Human Resources Turning to Artificial Intelligence to Find Out What You’re Thinking


Human resources departments are turning to information gleaned from artificial intelligence to make policy decisions in the workplace, such as who to hire or fire, and to gauge how an employee feels about their boss. Companies have used technology to evaluate employee work performance and productivity for years but are now using software to analyze differences in what an employee says from how they actually feel.


SPS Companies Inc., administers a confidential survey to the steel processor’s 600 employees each year, from warehouse employees to top management. The survey asks questions such as whether the employee feels micromanaged and whether they are getting the opportunities they need to grow in their profession.  They are also asked about how they see themselves as a valued employee of the company.


SPS used the artificial intelligence tool Xander for the first time to help human resources evaluate if their employees are optimistic, confused or angry about their jobs, to help the company better address employee concerns to management. The software analyzes survey answers by assigning attitudes or opinions to employees based on certain language used to answer open-ended questions.  SPS executives were able to see how well they scored on such things as their temperament and composure when under stress, and whether their employees felt they were fair and honest.


Research that tracks an employee’s emotions are key to understanding how they are motivated to do their job, and whether it will be done successfully, according to experts at Daoine Centric LLC. This research may also give insight into why an employee leaves his or her job.

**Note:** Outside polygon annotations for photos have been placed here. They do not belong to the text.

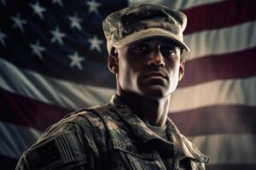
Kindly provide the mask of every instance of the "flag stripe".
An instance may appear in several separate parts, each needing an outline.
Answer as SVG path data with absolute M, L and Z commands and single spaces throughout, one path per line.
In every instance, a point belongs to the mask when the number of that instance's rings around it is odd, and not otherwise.
M 70 112 L 55 105 L 14 94 L 0 88 L 0 121 L 44 131 Z
M 170 112 L 168 116 L 185 136 L 200 136 L 215 133 L 256 134 L 255 113 L 256 105 L 212 105 Z M 229 122 L 224 117 L 229 117 Z
M 100 103 L 108 103 L 111 95 L 115 93 L 113 89 L 83 86 L 43 76 L 40 74 L 15 67 L 3 60 L 0 60 L 1 69 L 5 70 L 0 76 L 2 88 L 61 108 L 77 110 Z M 33 84 L 31 83 L 32 81 L 34 82 Z M 176 112 L 208 105 L 253 106 L 256 103 L 254 87 L 256 87 L 256 77 L 253 76 L 247 79 L 214 81 L 195 87 L 178 88 L 172 94 L 172 100 L 183 102 L 171 102 L 170 110 Z M 241 93 L 241 89 L 244 89 L 243 93 Z M 189 98 L 187 97 L 188 94 L 189 94 Z M 195 99 L 191 100 L 193 97 Z M 183 105 L 183 103 L 189 105 Z
M 204 154 L 211 164 L 256 163 L 256 136 L 252 134 L 214 134 L 189 139 Z
M 166 0 L 129 0 L 129 5 L 135 5 L 137 3 L 151 3 L 151 4 L 162 4 L 172 7 L 177 9 L 184 9 L 184 8 L 190 8 L 201 5 L 205 4 L 212 4 L 214 3 L 218 3 L 226 0 L 172 0 L 172 1 L 166 1 Z
M 255 170 L 256 163 L 246 164 L 246 163 L 237 163 L 237 164 L 216 164 L 216 165 L 206 165 L 206 169 L 207 170 Z
M 0 122 L 0 156 L 18 159 L 40 135 L 33 128 Z
M 12 157 L 12 158 L 19 158 L 22 154 L 23 150 L 28 148 L 32 141 L 35 142 L 36 139 L 32 139 L 29 141 L 28 136 L 26 138 L 20 133 L 18 136 L 12 135 L 15 128 L 15 132 L 16 131 L 22 132 L 25 130 L 26 133 L 32 133 L 31 128 L 26 130 L 26 128 L 15 126 L 9 123 L 0 122 L 0 130 L 3 129 L 3 127 L 8 131 L 9 139 L 8 140 L 3 140 L 1 138 L 0 144 L 4 146 L 5 150 L 3 149 L 0 150 L 0 155 Z M 10 129 L 9 129 L 10 128 Z M 20 128 L 20 129 L 19 129 Z M 1 131 L 1 133 L 3 131 Z M 5 133 L 7 133 L 5 132 Z M 28 135 L 26 133 L 26 135 Z M 39 135 L 40 133 L 33 130 L 33 135 Z M 21 133 L 22 134 L 22 133 Z M 216 164 L 216 163 L 239 163 L 241 160 L 244 160 L 243 162 L 247 163 L 255 163 L 256 160 L 254 157 L 256 156 L 256 150 L 253 149 L 254 143 L 256 142 L 255 135 L 251 134 L 214 134 L 214 135 L 202 135 L 196 137 L 189 137 L 189 139 L 196 145 L 201 150 L 202 150 L 205 154 L 208 155 L 211 157 L 209 164 Z M 12 143 L 9 143 L 12 141 Z M 230 143 L 232 141 L 232 143 Z M 21 147 L 20 144 L 26 144 Z M 212 146 L 212 144 L 215 145 Z M 243 147 L 244 144 L 247 144 L 247 147 Z M 17 146 L 15 148 L 15 152 L 14 152 L 14 144 Z M 241 151 L 241 148 L 243 148 L 243 150 Z M 253 148 L 253 150 L 251 150 Z M 232 149 L 232 150 L 231 150 Z M 218 150 L 232 150 L 232 159 L 228 156 L 229 151 L 227 152 L 218 152 Z M 11 151 L 7 151 L 11 150 Z M 14 154 L 15 153 L 15 154 Z
M 255 6 L 256 2 L 253 0 L 232 0 L 184 10 L 189 20 L 184 34 L 219 29 L 253 20 L 256 19 Z
M 253 31 L 254 30 L 256 30 L 255 20 L 219 30 L 189 34 L 184 37 L 184 42 L 191 51 L 189 54 L 186 54 L 185 57 L 191 60 L 256 47 L 256 31 Z
M 256 21 L 243 23 L 241 25 L 223 28 L 220 30 L 203 31 L 196 33 L 189 34 L 184 37 L 184 41 L 190 48 L 191 52 L 186 54 L 187 60 L 191 60 L 206 56 L 214 56 L 226 53 L 236 53 L 241 50 L 246 50 L 256 47 Z M 250 35 L 241 32 L 251 32 Z M 211 41 L 207 41 L 211 39 Z M 52 58 L 47 56 L 45 58 Z M 96 64 L 92 61 L 86 61 L 86 67 L 84 71 L 65 71 L 66 68 L 61 68 L 55 71 L 55 65 L 51 61 L 49 64 L 38 65 L 38 60 L 31 59 L 30 62 L 26 60 L 17 60 L 10 55 L 1 54 L 2 59 L 8 60 L 14 65 L 31 69 L 43 75 L 58 79 L 68 80 L 78 83 L 87 84 L 90 86 L 102 86 L 108 88 L 115 88 L 114 76 L 108 70 L 107 55 L 104 56 L 105 64 Z M 63 65 L 62 65 L 63 66 Z M 68 66 L 68 65 L 66 65 Z M 65 71 L 63 71 L 63 70 Z
M 82 85 L 41 76 L 0 59 L 0 87 L 62 108 L 77 110 L 109 101 L 114 90 Z
M 184 111 L 211 105 L 256 105 L 256 76 L 213 81 L 177 89 L 171 97 L 170 110 Z M 186 105 L 184 105 L 186 104 Z
M 7 99 L 6 101 L 1 100 L 3 106 L 0 106 L 0 109 L 9 113 L 0 116 L 1 122 L 44 131 L 47 127 L 71 112 L 71 110 L 29 99 L 4 90 L 0 90 L 0 94 L 3 99 Z M 29 109 L 24 108 L 26 105 L 29 105 Z M 256 133 L 256 129 L 253 128 L 256 119 L 256 115 L 253 113 L 255 112 L 256 106 L 213 105 L 187 111 L 170 112 L 169 117 L 186 136 L 229 133 Z M 186 121 L 188 115 L 189 115 L 189 122 Z M 222 117 L 230 117 L 232 120 L 230 122 L 232 123 L 226 123 L 226 120 Z M 206 123 L 207 127 L 205 127 Z
M 185 75 L 178 87 L 193 86 L 214 80 L 256 76 L 255 54 L 256 48 L 253 48 L 237 53 L 207 56 L 188 61 L 185 64 Z

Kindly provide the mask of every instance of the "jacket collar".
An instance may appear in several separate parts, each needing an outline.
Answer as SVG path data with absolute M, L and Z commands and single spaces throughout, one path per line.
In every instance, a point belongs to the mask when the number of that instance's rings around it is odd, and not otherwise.
M 158 141 L 166 149 L 173 150 L 175 157 L 181 160 L 184 157 L 190 157 L 195 162 L 207 162 L 208 156 L 203 155 L 178 131 L 174 123 L 167 117 L 166 130 L 168 140 L 157 136 L 147 125 L 125 105 L 121 99 L 114 94 L 110 104 L 113 105 L 119 116 L 131 128 L 135 135 L 142 142 Z M 178 161 L 177 160 L 177 161 Z

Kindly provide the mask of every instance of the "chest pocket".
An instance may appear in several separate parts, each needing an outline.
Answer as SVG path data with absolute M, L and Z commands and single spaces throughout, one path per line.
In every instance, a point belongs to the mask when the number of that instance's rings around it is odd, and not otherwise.
M 128 168 L 118 167 L 117 169 L 166 170 L 164 163 L 155 150 L 148 148 L 138 150 L 133 145 L 114 139 L 112 140 L 112 144 L 116 154 L 120 155 L 117 156 L 115 162 L 119 162 L 119 163 L 123 162 L 123 164 L 129 167 Z

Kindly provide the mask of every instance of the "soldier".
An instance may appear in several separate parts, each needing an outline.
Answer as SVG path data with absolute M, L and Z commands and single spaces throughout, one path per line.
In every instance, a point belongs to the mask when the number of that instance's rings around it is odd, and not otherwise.
M 205 169 L 208 157 L 167 117 L 189 51 L 186 23 L 182 12 L 152 4 L 109 14 L 103 31 L 117 94 L 49 127 L 16 169 Z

The use of artificial intelligence tools by employers world-wide exceeds 40 percent according to a study from Deloitte. Government regulators are struggling to keep up with its use as more human resource departments use artificial intelligence to make decisions about hiring, firing and compensation for employees. The Equal Employment Opportunity Commission (EEOC) has concerns about how the use of AI may lead to discrimination of certain employees and is in the process of developing official guidelines to deal with potential new barriers for employment for protected classes of employees and minorities. In the meantime, employment law expert Garry Mathiason recommends that companies still engage in person to person evaluation of work performance by human resources and provide full disclosure of how any AI data collected from a survey will be used.